Cosa che Mattia Marinelli e compagni di sventura fanno senza farsi pregare: in men che non si dica si fiondano nel resort, raccattano lo stretto indispensabile («ognuno si è preso i documenti, un cambio di biancheria e pochissimo altro: letteralmente i classici due stracci. Come provviste d’emergenza ci siamo arrangiati come potevamo, prendendo quello che c’era nel frigo della camera dell’albergo») per poi scappare.
«Ci siamo incamminati per la strada: abbiamo marciato per tre chilometri, in direzione opposta alla colonna di fumo. Abbiamo lasciato l’albergo verso le 14.30 e verso le 17 abbiamo raggiunto una spiaggia sulla quale c’erano delle persone. Ci hanno detto che per il momento quello era il posto più sicuro in cui aspettare ulteriori istruzioni, per cui ci siamo fermati lì, fino a notte fonda. Alla 1 della notte su oggi (domenica) al largo di quella spiaggia è arrivata una barca che ha iniziato a imbarcare gli sfollati. Siamo saliti a bordo pure noi. Da lì siamo stati portati su un traghetto, attraccato al largo del porto di Rodi, circa tre ore di navigazione rispetto a dove ci trovavamo noi. Mentre ci spostavamo, in lontananza, abbiamo visto il nostro hotel. O, meglio, abbiamo visto ciò che ne restava: praticamente solo cenere…».
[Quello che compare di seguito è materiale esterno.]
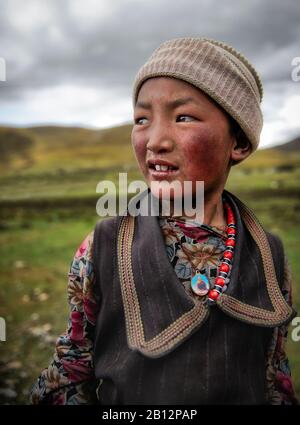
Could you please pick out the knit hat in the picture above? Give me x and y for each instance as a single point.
(217, 69)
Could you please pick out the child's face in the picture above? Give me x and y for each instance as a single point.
(178, 125)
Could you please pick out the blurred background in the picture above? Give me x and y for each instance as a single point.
(65, 124)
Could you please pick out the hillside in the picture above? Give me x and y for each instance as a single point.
(60, 164)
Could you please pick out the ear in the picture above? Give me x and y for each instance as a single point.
(241, 149)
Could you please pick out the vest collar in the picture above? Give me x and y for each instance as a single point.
(155, 329)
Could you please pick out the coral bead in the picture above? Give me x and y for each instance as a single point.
(231, 231)
(224, 268)
(228, 254)
(220, 281)
(213, 294)
(230, 242)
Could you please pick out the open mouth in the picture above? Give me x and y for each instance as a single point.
(162, 168)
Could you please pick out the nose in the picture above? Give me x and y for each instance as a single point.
(160, 139)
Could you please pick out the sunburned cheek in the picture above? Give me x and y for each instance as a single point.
(203, 150)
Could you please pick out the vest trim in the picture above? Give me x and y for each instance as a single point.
(191, 320)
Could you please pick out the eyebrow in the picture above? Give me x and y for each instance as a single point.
(171, 104)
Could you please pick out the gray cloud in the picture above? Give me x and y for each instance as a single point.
(102, 44)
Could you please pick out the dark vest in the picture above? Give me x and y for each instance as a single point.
(155, 345)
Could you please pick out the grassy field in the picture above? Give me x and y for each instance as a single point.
(47, 207)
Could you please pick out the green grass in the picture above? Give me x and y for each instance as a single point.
(48, 178)
(35, 257)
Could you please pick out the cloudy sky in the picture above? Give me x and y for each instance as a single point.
(72, 62)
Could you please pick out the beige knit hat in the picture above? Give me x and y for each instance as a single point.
(217, 69)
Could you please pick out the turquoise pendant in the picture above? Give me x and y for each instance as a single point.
(200, 284)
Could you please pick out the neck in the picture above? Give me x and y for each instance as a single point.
(214, 213)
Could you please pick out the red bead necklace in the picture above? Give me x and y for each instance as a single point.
(224, 270)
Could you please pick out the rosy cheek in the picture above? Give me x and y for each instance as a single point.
(139, 147)
(204, 146)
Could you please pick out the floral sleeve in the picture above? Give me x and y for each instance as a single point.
(279, 380)
(69, 379)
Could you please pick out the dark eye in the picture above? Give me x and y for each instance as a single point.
(140, 121)
(184, 118)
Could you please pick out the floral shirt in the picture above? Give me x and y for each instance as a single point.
(69, 379)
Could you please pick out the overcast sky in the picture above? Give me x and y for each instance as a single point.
(72, 62)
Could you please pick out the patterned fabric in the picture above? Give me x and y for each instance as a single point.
(69, 379)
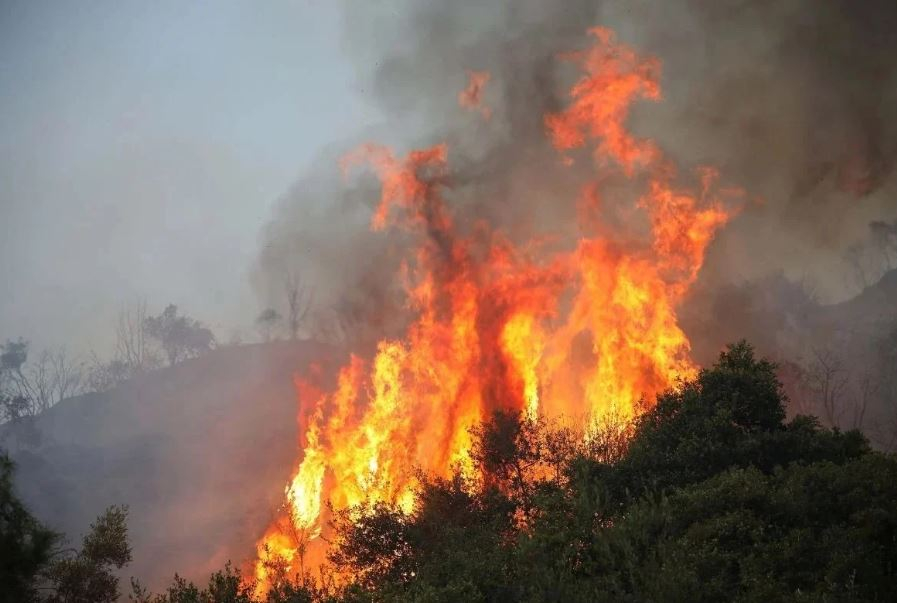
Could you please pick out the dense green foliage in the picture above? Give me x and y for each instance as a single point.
(25, 544)
(709, 496)
(33, 567)
(715, 498)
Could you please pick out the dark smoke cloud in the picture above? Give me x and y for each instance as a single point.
(794, 102)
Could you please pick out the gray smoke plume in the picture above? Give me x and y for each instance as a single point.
(793, 102)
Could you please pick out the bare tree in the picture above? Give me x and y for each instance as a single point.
(865, 390)
(180, 337)
(132, 346)
(827, 379)
(299, 301)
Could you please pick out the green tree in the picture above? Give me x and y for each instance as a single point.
(26, 545)
(86, 576)
(181, 337)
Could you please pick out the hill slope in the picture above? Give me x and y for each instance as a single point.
(199, 451)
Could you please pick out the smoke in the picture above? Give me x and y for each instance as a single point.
(793, 102)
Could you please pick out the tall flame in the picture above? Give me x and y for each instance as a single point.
(589, 331)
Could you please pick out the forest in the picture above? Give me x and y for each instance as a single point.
(710, 495)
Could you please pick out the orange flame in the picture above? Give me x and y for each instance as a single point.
(585, 331)
(472, 95)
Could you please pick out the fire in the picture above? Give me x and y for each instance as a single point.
(588, 331)
(472, 96)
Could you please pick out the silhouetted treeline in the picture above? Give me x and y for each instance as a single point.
(709, 496)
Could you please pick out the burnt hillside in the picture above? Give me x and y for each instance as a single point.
(199, 451)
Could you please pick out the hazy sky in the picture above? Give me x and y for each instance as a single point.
(142, 145)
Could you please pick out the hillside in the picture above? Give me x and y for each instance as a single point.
(199, 451)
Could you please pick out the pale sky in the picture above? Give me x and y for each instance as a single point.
(142, 145)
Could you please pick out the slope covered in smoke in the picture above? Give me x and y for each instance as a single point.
(794, 103)
(198, 451)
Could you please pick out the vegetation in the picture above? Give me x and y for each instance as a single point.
(709, 496)
(34, 567)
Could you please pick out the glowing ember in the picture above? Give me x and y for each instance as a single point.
(589, 331)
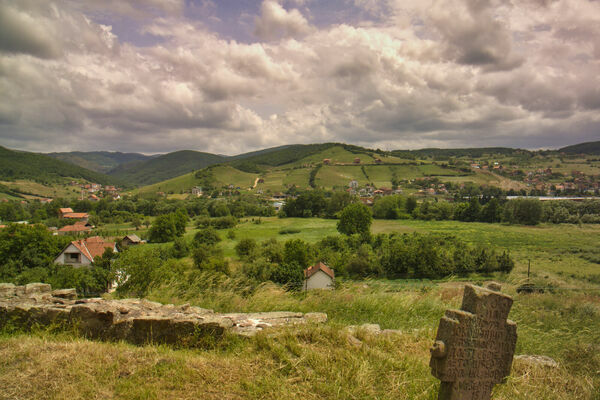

Dai piani originari, Mattia Marinelli e gli altri ticinesi del suo gruppo avrebbero dovuto far rientro in Ticino venerdì prossimo, 28 luglio. Visti gli accadimenti, logicamente, le coordinate del viaggio sono drasticamente mutate e il loro rientro in patria, salvo ulteriori rallentamenti, dovrebbe avvenire nella giornata di oggi, lunedì. «Abbiamo cercato di metterci in contatto con l’Ufficio federale degli affari esteri per avere qualche ragguaglio su come muoverci, su cosa dover fare in una situazione così. Poi abbiamo interpellato l’ambasciata svizzera a Rodi, come pure l’agenzia viaggi con cui avevamo organizzato il viaggio e i responsabili dell’albergo dove eravamo alloggiati. Insomma, ci siamo rivolti a chiunque altro potesse fornirci delle indicazioni, visto che situazioni così non capitano certo tutti i giorni, e per fortuna aggiungerei! Ma non abbiamo ricevuto che risposte vaghe e niente di concreto su cosa fare. Se non l’invito a seguire le indicazioni del personale preposto all’evacuazione e delle autorità locali. Così abbiamo deciso di muoverci per conto nostro e cercare il modo di tornare al più presto in Ticino: in serata un traghetto dovrebbe portarci dall’isola di Rodi a quella di Kos, e se tutto dovesse andare per il verso giusto (e lo speriamo veramente), nel pomeriggio di domani (alle 14) dovremmo avere un volo per la Svizzera per mettere finalmente la parola fine a questa odissea. Anche se di certo, anche una volta tornati in Ticino, ci attende tutta un’altra trafila burocratica da espletare».
Come Mattia Marinelli e il resto del gruppo di luganesi, altri turisti ticinesi si trovavano proprio in questi giorni in vacanza a Rodi. Fra questi anche una coppia di Locarno con la figlia undicenne, pure loro in attesa di rimpatriare in fretta e furia.